Danny recalled meeting with the head of the junior school to report the abuse, and explain the letter.

‘He said, “Do you realise you’re in very big trouble for writing that letter?” He said the police would be involved, that sort of tone. I just remember thinking, holy hell, I have to get to the police station and explain my side of the story.’

After the meeting, Danny said he drove to the police station, but couldn’t wait to see the detective as he had to get to work.

‘They took my number plate, and next thing I was pulled over by a couple of detectives. They arrested me and took me in on extortion charges. It was pretty traumatic to say the least.’

Danny was interviewed and released. The following day, police arrived at his home to take a statement about the sexual abuse.

‘Then my parents and I had a meeting with the school and the head of the Department of Public Prosecutions (DPP) at the time came along, he was an ex-scholar of the school and took an interest. The headmaster went on the attack, basically accusing me of spreading rumours. He acknowledged there had been other accusations against Lindsay, but kept saying they were unfounded and that my story had inaccuracies.’

Danny said the DPP advised him the case ‘wasn’t worth putting through’, and now wonders if the advice was swayed by a conflict of interest. The extortion charge was later dropped.

In the early 2010s, police contacted Danny for a statement as someone else had come forward alleging they had been sexually abused by Mr Lindsay. He provided the statement, but declined further involvement in the investigation.

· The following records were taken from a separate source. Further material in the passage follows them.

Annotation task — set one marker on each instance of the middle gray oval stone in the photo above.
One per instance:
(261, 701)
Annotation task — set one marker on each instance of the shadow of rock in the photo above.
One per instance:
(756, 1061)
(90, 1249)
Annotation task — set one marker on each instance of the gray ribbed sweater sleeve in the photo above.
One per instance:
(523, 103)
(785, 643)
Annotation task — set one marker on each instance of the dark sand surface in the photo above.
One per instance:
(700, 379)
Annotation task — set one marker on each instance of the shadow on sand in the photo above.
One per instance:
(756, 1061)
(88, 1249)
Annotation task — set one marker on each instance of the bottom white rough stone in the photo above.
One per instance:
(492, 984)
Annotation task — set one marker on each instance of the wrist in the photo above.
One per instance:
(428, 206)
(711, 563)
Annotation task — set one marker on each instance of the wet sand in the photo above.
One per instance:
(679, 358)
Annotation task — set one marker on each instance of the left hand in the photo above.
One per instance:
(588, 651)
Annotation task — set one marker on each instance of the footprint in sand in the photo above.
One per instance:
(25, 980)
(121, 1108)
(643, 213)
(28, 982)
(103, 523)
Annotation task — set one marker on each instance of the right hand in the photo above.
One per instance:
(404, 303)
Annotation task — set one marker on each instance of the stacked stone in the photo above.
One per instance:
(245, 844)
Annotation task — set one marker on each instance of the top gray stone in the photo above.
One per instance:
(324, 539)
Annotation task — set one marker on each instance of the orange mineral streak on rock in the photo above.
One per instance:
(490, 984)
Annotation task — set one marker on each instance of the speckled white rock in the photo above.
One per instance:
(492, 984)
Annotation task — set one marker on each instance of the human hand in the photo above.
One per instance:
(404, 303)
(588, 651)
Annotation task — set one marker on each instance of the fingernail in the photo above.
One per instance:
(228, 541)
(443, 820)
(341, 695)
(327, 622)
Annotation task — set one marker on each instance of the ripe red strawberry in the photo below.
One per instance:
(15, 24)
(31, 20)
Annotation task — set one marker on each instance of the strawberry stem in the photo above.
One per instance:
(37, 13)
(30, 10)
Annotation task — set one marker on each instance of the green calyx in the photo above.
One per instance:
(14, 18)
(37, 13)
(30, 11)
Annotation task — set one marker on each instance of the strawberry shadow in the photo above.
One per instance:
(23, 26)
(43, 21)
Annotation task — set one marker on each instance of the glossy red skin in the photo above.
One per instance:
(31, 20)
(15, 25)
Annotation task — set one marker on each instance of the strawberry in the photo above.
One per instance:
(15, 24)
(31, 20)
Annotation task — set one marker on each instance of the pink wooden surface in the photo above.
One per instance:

‘They were asking about carpet and couch colours, and a lot of those details have just gone from memory. I’ve got a wonderful life, a great job, wife, three beautiful kids, I didn’t want to pursue a case against Lindsay.’

A short while later, the school contacted Danny out of the blue.

‘It led to a mediation process that took nine months. I got to write an impact statement, I got an apology and they paid me $125,000. It was an indication of how seriously they’re taking it, and how scared they are. But life is good for me, couldn’t be better really.’